In the early 1900s, Mrs. Southern was active in the Fairmont Political Equality Club, as well as the Fairmont branch of the West Virginia Equal Suffrage Association, an affiliate of the NAWSA. The WVESA was founded in 1895 when nine clubs formed across the state with sites in Charleston, Fairmont, Morgantown, and Wheeling. The Fairmont and Wheeling associations were quite active, and in fact, were the only two WVEAs in existence post-1900.
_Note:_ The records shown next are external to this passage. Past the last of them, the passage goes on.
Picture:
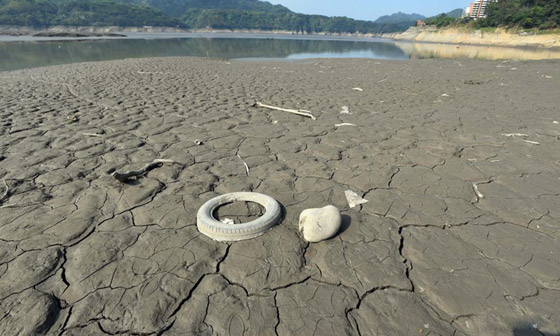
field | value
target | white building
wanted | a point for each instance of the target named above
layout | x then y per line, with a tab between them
477	9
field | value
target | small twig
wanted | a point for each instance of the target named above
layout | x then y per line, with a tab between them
513	135
245	163
124	177
303	113
239	156
93	134
5	194
19	205
479	195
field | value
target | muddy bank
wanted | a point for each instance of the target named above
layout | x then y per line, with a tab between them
458	160
460	36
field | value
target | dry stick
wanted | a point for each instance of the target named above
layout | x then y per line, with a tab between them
123	177
245	163
5	195
239	156
303	113
93	134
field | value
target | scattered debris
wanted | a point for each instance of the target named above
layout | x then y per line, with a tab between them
228	221
479	195
245	163
319	223
124	177
354	199
6	192
303	113
513	135
93	134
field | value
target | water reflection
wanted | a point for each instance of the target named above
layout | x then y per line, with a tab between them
19	55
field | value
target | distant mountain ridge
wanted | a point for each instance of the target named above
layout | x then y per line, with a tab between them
399	17
189	14
176	8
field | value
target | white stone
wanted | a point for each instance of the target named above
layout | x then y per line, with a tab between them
319	223
354	199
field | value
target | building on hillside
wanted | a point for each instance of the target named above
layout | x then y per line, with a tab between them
477	9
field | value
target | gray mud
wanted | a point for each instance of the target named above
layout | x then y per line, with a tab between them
430	253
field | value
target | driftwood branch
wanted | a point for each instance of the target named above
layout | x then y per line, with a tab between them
245	163
124	177
6	192
303	113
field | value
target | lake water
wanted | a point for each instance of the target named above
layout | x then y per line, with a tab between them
28	52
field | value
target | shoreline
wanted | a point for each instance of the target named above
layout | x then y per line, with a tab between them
499	38
451	155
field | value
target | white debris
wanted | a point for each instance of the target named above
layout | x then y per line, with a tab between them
477	192
320	223
228	221
512	135
354	199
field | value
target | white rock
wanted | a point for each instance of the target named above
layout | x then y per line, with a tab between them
354	199
319	223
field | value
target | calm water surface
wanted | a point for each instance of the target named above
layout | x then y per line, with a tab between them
28	52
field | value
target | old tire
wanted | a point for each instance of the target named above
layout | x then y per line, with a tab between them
219	231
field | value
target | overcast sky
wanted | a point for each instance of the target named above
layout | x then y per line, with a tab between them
371	9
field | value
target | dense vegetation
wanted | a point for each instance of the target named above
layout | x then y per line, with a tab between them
400	17
43	13
542	14
191	14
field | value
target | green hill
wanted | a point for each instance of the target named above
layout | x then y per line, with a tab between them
190	14
177	8
542	14
400	17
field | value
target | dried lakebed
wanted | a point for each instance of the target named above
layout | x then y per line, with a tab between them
458	161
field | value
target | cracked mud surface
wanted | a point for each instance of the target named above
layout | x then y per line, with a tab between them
459	237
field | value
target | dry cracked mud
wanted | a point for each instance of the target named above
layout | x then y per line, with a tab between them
459	161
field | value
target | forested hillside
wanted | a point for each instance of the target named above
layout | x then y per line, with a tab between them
543	14
527	14
188	14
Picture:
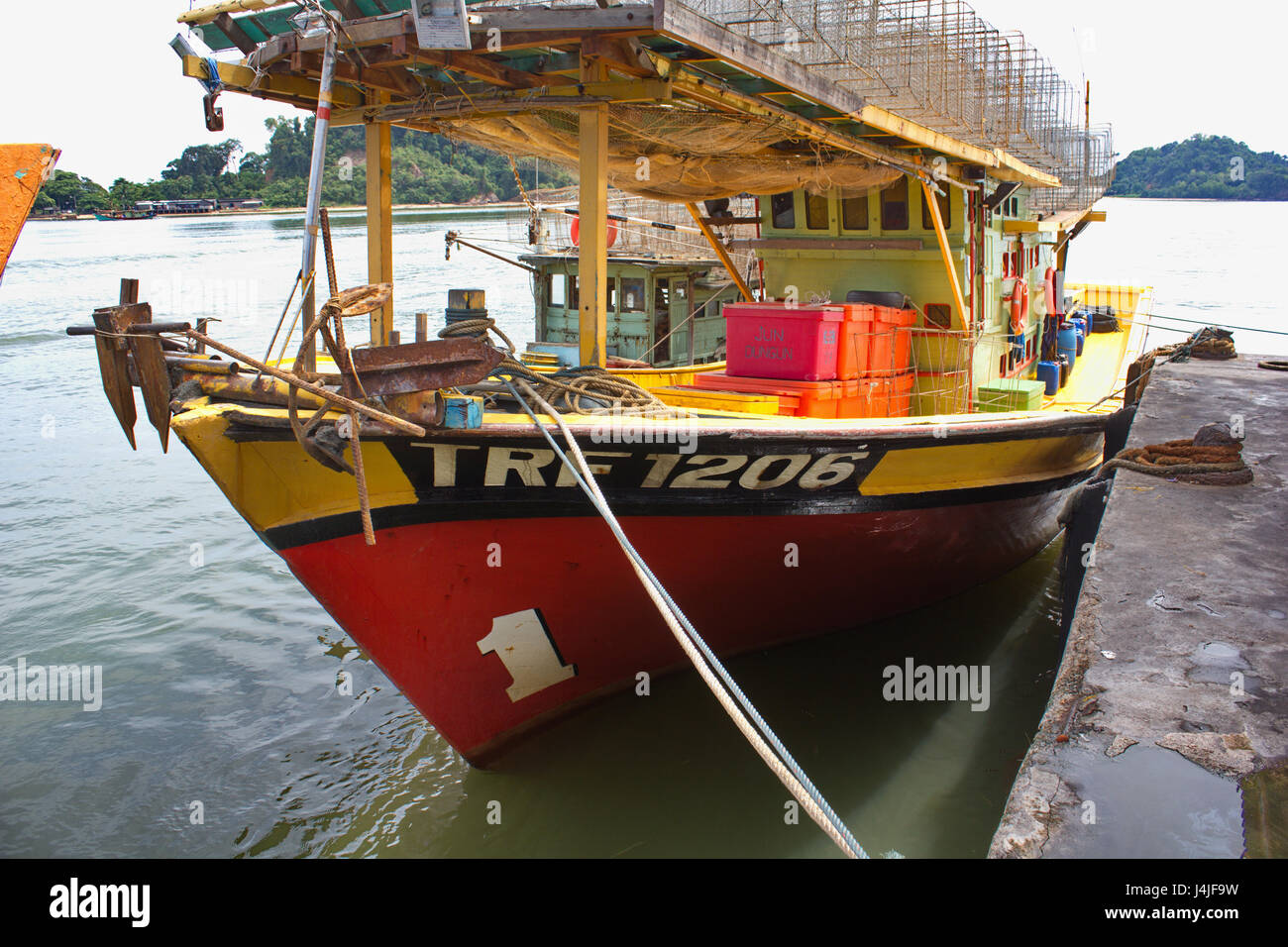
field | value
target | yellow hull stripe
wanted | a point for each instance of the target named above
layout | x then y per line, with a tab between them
966	467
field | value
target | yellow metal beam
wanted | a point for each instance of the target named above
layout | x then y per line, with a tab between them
928	196
720	252
205	14
380	234
240	77
592	223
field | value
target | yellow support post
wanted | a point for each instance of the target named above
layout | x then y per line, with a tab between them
928	196
380	228
592	223
720	252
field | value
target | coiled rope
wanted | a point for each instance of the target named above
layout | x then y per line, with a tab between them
571	388
748	720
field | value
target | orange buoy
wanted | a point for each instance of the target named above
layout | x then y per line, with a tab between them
1019	305
1048	290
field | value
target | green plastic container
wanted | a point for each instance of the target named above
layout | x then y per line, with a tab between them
1010	394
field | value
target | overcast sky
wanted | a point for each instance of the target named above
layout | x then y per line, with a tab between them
1159	69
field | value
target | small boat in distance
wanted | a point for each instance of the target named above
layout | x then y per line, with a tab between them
125	215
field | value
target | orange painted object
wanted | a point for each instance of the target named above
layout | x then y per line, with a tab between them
1019	305
795	398
24	167
794	343
890	351
854	352
892	395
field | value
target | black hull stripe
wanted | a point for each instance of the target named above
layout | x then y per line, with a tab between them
463	504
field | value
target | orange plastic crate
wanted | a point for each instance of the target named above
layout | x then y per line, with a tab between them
890	351
892	395
853	355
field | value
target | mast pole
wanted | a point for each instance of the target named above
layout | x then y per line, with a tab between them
314	202
592	213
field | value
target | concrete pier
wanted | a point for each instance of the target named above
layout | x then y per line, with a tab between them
1172	684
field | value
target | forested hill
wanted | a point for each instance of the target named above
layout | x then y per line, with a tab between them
1203	166
426	169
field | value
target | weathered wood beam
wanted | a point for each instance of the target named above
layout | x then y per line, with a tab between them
480	67
622	54
348	9
730	266
683	25
518	101
240	38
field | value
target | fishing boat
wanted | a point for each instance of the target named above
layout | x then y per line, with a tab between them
125	215
888	403
24	167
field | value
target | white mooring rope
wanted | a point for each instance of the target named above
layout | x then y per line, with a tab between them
708	667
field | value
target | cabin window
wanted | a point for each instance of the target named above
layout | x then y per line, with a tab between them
945	211
939	315
894	206
854	213
632	295
815	211
782	210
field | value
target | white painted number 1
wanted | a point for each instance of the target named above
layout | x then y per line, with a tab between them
527	651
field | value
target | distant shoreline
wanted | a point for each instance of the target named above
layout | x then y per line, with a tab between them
288	211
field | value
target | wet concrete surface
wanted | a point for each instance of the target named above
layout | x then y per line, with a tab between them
1172	682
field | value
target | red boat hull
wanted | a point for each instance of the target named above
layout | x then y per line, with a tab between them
428	594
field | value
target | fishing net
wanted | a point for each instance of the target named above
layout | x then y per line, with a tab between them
675	154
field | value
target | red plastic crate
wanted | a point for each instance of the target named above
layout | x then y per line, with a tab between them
890	351
795	398
778	342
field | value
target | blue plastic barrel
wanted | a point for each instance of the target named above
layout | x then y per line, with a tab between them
1048	373
1067	342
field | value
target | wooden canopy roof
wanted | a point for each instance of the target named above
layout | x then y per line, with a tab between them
527	58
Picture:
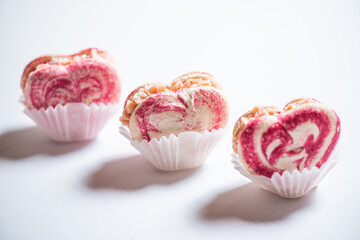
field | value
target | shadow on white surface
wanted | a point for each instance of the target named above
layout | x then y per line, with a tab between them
251	203
23	143
132	173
In 1905, she was elected president of the West Virginia Equal Suffrage Association. The following year, in her report before the NAWSA's 38th Annual conference held in Baltimore, Mrs. Southern noted that although they had held the most successful convention and put the organization on "a much better basis than it had ever been before," she also outlined the trials of the Association's successes and the limited breadth of the movement in the State. She commented, "We are rich in sentiment, but poor in funds, while laborers are not easily procured. Those who have the means are handicapped in some way, and those of us who have the zeal have neither time nor money at our disposal." (p. 118) The biggest problem, according to Southern, was the lack of funds to support campaigning on behalf of suffrage.

Mrs. Southern did not live much longer than her presidency, passing away on the 5th of April 1907. She is buried at Woodlawn Cemetery in Fairmont, where she lived and worked to strengthen the fight for the women's suffrage.

(It is important to note that in researching the role of the Southerns in the Suffrage Movement, Mr. Southern's name has been observed having been spelled Sothern, as Anne's first name has been spelled without the "E".)

Sources:

The Handbook of the National American Woman Suffrage Association

Harper, Ida Husted; History of Women's Suffrage: 1900-1920 vol. 6; Chapter:" West Virginia", 687 [LINK]

West Virginia. Marion County. Certificate of Marriage www.familysearch.org, accessed 8 Oct. 2017

West Virginia. Marion County 1900 Census. Vital Statistics www.familysearch.org, accessed 11 Oct. 2017

1907 Burial Certificate. Anne M. Southern. Woodlawn Cemetery, Marion County, West Virginia www.ancestory.com , accessed 17 Feb 2018

The National American Association,"National American Women's Suffrage Association meeting in 1906. The hand book of the National American Woman Suffrage Association and proceedings of the annual convention, Copyright 2012

The Fairmont West Virginian, 10 March 1924, p. 1 & p. 2.